The American Society of Clinical Oncology (ASCO) currently recommends cardiac assessment between 6 and 12 months after completion of cancer-directed therapy in asymptomatic patients considered to be at increased risk of cardiac dysfunction [29]. In patients treated with lower-dose anthracycline-based regimens (doxorubicin < 250 mg/m2), close surveillance for cardiac dysfunction is needed particularly in individuals > 60 years of age with ≥ 2 cardiac risk factors including smoking, hypertension, dyslipidemia, obesity during or after treatment [29]. The European Society of Medical Oncology (ESMO) recently published consensus recommendations on management of cardiac disease in cancer patients throughout oncological treatment, suggesting that in asymptomatic patients, it would be reasonable to consider cardiac imaging 2 years post-treatment and periodically thereafter [30]. Our findings support these recommendations. In our study, young women with normal baseline heart function and few co-morbidities treated with anthracycline-based chemotherapy continued to experience cardiac events 5 years after completion of cancer therapy suggesting the increased risk of left ventricular dysfunction is lifelong for these individuals. Cardiac surveillance recommendations have generally been based on expert opinion as there is limited long-term data on the cardiovascular consequences of exposure to potentially cardiotoxic cancer therapy in adult cancer survivors. Prospective cohort studies are needed to determine the best cardiovascular surveillance strategies (e.g., type of cardiovascular imaging, timing, cardiac biomarkers) in adult cancer patients exposed to potentially cardiotoxic cancer therapy, to guide health care providers in cancer survivorship care.

In this study of 5-year cardiac safety outcomes in patients from the MA.21 clinical trial comparing three different anthracycline-based chemotherapy regimens, we found that dose-dense EC/T and AC/T had significantly less treatment-related cardiotoxicity in the first 5 years after beginning chemotherapy compared to CEF. It should be noted that the vast majority were asymptomatic drops in LVEF, rather than clinical events. Dose-dense anthracycline-based chemotherapy continues to play a significant role in the treatment of early-stage breast cancer.

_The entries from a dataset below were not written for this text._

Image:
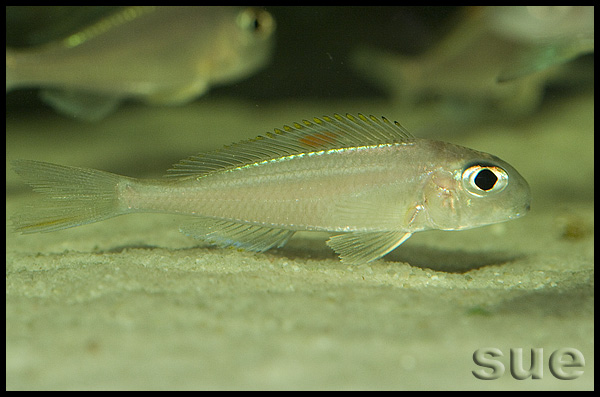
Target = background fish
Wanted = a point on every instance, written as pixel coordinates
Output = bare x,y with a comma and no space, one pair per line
495,62
161,55
361,176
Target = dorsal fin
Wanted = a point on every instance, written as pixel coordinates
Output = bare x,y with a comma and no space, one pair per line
326,133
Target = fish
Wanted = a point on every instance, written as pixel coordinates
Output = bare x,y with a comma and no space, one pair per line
495,63
364,179
159,55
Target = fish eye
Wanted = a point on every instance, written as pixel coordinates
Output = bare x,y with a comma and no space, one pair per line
480,179
256,21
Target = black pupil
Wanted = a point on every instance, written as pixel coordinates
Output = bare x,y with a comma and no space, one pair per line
485,179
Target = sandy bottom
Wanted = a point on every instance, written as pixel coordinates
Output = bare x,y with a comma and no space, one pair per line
131,303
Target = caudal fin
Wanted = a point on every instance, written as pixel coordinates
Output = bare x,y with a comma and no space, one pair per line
72,196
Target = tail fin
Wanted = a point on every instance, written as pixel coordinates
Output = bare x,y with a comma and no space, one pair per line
11,81
73,196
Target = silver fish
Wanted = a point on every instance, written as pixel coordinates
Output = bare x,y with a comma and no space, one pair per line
161,55
365,179
497,61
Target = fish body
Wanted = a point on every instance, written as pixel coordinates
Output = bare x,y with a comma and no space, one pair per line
363,177
161,55
497,61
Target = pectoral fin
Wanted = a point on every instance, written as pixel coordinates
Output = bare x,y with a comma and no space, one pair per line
362,247
240,235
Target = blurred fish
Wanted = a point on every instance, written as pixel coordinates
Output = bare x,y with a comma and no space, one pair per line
496,61
363,178
160,55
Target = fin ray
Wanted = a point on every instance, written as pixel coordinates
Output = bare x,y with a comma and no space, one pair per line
357,248
225,233
324,133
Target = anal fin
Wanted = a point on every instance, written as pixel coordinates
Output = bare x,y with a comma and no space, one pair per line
232,234
362,247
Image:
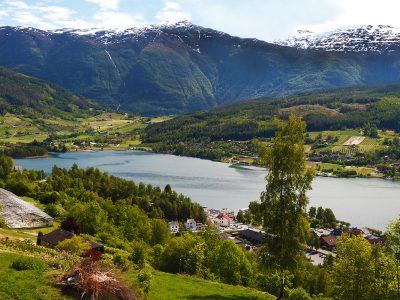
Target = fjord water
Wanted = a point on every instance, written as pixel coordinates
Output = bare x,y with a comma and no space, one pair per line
362,202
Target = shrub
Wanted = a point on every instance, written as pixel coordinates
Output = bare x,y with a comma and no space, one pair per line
3,223
94,281
122,261
75,245
28,263
144,278
299,294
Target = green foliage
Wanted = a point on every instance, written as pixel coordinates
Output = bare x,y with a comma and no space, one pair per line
284,202
6,166
122,261
75,245
299,294
28,263
26,284
364,272
144,278
322,217
34,98
370,130
3,223
215,134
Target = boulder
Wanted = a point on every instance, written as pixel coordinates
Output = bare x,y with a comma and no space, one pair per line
18,213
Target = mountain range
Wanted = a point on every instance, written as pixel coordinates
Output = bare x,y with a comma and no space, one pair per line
34,98
179,68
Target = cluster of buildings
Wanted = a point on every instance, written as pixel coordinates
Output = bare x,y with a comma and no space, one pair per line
223,221
327,240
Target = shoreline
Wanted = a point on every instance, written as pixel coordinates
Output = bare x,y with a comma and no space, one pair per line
239,165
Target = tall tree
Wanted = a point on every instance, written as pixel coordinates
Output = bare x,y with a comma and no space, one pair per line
353,270
284,202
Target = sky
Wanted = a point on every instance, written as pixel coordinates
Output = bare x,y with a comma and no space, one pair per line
263,19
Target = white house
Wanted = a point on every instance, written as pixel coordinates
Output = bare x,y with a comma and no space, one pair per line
173,226
224,221
191,225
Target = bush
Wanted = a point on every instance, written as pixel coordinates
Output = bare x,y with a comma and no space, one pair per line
299,294
28,263
144,278
75,245
94,281
3,223
122,261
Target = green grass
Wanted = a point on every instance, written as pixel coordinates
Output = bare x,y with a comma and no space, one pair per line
28,284
172,286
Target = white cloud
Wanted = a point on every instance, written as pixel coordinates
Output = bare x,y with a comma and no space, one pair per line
106,5
110,19
3,14
171,12
359,12
41,15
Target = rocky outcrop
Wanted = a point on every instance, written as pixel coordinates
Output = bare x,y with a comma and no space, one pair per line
18,213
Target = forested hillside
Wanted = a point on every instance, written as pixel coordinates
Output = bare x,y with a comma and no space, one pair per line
331,110
34,98
229,130
181,68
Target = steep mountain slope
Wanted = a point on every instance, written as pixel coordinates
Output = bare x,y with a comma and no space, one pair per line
34,98
365,39
182,67
330,110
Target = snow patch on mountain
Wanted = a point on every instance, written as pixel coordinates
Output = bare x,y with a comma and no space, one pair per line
366,38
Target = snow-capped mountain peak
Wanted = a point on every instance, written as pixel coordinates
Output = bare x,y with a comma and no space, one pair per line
366,38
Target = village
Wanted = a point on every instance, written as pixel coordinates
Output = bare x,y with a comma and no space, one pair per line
321,245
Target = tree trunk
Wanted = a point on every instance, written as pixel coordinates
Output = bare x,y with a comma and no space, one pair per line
282,287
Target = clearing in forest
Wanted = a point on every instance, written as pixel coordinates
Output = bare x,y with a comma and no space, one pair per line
354,140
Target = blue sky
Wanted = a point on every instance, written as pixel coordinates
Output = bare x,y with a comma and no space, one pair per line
263,19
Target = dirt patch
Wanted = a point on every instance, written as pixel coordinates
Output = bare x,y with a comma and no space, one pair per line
354,140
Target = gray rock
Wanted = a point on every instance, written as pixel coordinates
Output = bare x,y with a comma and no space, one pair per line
18,213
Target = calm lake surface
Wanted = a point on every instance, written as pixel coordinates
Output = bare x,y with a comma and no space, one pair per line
362,202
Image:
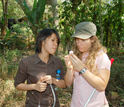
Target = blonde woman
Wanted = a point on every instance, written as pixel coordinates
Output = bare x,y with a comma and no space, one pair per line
88,68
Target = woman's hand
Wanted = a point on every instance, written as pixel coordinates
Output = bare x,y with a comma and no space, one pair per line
68,62
40,86
76,62
48,79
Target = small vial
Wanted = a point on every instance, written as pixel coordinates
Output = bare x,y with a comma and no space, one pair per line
70,52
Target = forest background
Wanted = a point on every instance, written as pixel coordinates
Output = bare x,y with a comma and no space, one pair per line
21,20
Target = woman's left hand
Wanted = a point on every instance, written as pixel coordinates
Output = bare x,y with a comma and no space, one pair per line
48,79
76,62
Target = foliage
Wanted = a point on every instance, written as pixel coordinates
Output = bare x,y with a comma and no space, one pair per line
112,21
8,63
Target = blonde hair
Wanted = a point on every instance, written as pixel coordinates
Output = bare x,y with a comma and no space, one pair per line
93,52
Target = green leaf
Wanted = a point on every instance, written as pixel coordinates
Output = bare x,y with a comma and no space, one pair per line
40,9
34,10
28,12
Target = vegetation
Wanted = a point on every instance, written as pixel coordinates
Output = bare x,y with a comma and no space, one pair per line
19,43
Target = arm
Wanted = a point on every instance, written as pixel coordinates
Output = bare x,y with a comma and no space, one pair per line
39,86
59,83
98,81
69,73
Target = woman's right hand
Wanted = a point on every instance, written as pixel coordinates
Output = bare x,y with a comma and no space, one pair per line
68,62
40,86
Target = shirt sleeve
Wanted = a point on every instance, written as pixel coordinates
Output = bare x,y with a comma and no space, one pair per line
21,75
61,67
102,61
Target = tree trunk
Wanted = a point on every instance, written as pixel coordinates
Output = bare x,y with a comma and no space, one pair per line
4,19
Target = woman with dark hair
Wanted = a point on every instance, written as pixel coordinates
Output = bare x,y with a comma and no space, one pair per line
40,72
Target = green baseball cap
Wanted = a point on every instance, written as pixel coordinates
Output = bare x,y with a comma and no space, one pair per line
85,30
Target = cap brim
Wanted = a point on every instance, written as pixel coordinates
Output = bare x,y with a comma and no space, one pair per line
81,36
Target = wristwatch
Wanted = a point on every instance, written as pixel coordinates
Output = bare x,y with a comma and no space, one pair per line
82,71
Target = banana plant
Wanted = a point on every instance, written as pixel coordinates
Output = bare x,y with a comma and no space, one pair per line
35,14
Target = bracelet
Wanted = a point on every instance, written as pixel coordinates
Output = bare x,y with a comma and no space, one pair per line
82,71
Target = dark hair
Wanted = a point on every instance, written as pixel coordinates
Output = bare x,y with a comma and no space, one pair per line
42,35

When combined with the original efficacy results, the ddEC/T regimen had the best combination of efficacy and cardiac safety in a relatively young population of breast cancer patients who had few cardiac risk factors. The ddECT used in MA.21 had other significant toxicities, including anemia, that may render it less suitable for standard use. Nonetheless, the illustration that the dose-dense application of anthracycline at the same cumulative dose is no more cardiotoxic, and equally effective, should be explored in other datasets. This is particularly so in view of the recently EBCTCG meta-analysis suggesting their superiority in efficacy [26]

Cardiovascular disease is a significant cause of morbidity and mortality in breast cancer survivors, likely a consequence of previous cancer therapies (chemotherapy, targeted agents, radiation), cardiovascular risk factors/co-morbidities and aging. Our increased understanding of the interplay between cardiovascular and cancer risk factors, cancer treatments, and aging should lead to increased vigilance in the identification and management of cardiovascular disease in this patient population.